MPs are launching an urgent inquiry into the disruption of UK meat exports to the EU since the end of the Brexit transition period on 1 January.
Food export businesses of all sizes have reported losing money and trade due to an increase in bureaucratic border processes.
The British Meat Processors Association (BMPA) recently warned that meat companies were seeing a 'serious and sustained loss of trade' with the EU.
The House of Commons EFRA Committee's inquiry aims to scrutinise the government's response and see how support can be increased for exporters.
Calling for a swift response, the Committee has written to Defra Secretary George Eustice asking him to set out the arrangements which will help firms access much-needed financial support quickly.
MPs who sit on the Committee are also asking for estimates of the cost to date to UK food businesses caused by border issues and delays.

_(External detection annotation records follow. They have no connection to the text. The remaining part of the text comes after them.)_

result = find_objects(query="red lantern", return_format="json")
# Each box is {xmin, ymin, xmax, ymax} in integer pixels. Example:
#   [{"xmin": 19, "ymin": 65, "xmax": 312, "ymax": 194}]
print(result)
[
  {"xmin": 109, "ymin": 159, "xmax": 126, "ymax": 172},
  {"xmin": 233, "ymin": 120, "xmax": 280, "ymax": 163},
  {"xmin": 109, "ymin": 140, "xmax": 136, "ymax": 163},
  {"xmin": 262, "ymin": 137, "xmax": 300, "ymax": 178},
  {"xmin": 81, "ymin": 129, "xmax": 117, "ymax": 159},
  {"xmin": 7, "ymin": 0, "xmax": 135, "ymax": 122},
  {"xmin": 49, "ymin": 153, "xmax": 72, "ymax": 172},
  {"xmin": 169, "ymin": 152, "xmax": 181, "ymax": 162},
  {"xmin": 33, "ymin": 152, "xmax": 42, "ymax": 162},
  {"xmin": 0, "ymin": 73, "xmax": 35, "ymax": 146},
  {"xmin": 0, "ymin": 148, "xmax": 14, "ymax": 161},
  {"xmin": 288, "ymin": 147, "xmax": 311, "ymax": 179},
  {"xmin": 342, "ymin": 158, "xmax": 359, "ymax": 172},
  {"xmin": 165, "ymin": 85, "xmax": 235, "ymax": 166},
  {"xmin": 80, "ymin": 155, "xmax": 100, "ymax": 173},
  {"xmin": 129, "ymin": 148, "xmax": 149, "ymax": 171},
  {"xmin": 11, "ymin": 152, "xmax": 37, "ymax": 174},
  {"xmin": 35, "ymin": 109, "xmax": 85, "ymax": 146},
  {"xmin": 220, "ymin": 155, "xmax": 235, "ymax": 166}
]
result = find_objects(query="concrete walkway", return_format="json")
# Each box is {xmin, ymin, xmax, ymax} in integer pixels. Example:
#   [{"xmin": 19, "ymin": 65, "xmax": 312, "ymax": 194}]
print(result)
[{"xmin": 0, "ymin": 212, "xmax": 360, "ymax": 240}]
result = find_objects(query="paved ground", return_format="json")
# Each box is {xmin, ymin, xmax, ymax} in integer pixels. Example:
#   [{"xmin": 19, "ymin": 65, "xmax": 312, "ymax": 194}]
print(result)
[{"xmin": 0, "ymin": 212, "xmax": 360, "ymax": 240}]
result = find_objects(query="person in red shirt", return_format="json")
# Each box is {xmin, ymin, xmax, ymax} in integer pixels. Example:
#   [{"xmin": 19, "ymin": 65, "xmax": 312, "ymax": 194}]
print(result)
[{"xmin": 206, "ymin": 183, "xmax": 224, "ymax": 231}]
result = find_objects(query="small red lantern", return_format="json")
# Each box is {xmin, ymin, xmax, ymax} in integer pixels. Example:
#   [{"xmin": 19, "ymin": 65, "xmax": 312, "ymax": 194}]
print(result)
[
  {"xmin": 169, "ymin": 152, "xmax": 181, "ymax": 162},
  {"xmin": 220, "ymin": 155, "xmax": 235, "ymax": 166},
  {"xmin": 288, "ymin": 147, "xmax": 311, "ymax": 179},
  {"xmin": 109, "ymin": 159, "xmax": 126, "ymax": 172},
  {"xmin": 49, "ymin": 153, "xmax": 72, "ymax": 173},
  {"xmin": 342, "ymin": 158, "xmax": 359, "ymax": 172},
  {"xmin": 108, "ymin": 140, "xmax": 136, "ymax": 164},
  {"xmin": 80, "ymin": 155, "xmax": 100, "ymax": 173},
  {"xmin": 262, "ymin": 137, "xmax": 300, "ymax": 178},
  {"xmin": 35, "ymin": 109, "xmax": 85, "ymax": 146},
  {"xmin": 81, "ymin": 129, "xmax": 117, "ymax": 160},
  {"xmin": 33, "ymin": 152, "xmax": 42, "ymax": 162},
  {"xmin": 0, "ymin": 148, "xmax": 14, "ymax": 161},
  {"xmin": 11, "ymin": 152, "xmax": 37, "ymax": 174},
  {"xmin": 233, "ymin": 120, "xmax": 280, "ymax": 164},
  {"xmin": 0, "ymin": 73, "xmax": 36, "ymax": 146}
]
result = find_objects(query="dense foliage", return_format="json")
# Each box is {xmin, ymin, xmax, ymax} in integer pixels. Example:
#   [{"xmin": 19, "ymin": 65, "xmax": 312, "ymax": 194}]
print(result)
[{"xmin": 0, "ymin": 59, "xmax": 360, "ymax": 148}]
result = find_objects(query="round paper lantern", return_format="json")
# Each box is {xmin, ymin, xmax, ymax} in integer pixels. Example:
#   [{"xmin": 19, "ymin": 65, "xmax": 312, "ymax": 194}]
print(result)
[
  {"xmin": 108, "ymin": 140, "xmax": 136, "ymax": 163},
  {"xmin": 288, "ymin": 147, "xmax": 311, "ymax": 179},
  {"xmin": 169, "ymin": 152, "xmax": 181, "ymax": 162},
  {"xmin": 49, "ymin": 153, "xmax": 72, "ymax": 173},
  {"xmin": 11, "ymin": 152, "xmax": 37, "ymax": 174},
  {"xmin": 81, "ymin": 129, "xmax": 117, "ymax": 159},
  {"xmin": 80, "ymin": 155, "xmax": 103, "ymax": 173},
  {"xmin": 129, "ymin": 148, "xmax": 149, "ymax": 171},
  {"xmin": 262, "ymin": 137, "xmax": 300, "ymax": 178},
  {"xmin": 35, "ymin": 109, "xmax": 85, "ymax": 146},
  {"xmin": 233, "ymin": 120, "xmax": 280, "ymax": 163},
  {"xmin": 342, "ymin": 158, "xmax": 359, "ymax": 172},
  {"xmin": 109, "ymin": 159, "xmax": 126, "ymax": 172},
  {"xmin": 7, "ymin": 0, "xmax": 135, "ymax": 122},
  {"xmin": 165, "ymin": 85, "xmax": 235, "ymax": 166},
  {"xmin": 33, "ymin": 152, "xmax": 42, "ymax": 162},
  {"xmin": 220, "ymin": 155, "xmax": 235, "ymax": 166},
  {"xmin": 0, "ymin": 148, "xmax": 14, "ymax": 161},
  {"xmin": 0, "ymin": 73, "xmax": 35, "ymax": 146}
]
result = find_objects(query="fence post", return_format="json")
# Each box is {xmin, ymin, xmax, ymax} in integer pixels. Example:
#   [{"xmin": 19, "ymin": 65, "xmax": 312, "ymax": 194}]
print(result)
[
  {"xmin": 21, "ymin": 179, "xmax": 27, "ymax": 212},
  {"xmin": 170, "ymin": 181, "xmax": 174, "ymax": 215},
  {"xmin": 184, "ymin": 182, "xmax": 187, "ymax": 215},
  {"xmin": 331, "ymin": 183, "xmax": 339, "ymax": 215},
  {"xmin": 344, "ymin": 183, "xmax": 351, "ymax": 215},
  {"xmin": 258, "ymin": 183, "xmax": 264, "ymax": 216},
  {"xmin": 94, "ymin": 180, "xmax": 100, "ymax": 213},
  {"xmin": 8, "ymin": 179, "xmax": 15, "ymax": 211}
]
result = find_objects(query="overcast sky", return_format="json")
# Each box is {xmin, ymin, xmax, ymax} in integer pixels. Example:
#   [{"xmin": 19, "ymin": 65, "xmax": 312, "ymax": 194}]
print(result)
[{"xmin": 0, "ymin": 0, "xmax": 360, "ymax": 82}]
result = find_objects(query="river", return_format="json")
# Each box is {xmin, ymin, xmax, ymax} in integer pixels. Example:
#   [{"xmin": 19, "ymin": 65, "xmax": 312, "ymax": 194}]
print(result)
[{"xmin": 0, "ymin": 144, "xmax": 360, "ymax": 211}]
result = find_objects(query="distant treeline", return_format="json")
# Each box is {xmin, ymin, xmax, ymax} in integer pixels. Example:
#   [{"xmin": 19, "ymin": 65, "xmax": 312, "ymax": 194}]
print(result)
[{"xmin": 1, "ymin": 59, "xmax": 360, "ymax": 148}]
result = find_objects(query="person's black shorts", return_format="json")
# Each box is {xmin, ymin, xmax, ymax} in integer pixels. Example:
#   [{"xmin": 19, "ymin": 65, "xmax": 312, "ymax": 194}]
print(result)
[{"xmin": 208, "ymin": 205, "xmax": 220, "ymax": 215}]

The broader inquiry, which will now begin accepting evidence, will explore both long and short-term action plans for exports to the bloc, whilst also scrutinising the government's immediate response to disruptions.
The Committee will also look at the UK's preparedness for checking food imports from the EU later this year, and what lessons have been learnt from the last month.
Neil Parish MP, Chair of the Committee, said food export businesses had lost 'many tens of thousands of pounds' due to 'delays, disruption and red tape'.
"This needs to be gripped by the government at the highest level before businesses go to the wall," Mr Parish said.
"It's time for the government to get its act together and set out short, medium and long-term action plans for how it will support British food exporters.
"It is also clear that systems need to be streamlined, businesses supported, and mitigation plans made ahead of upcoming checks on food imports."
The EFRA Committee is seeking written evidence on the issue with an initial deadline for responses set for 19 February.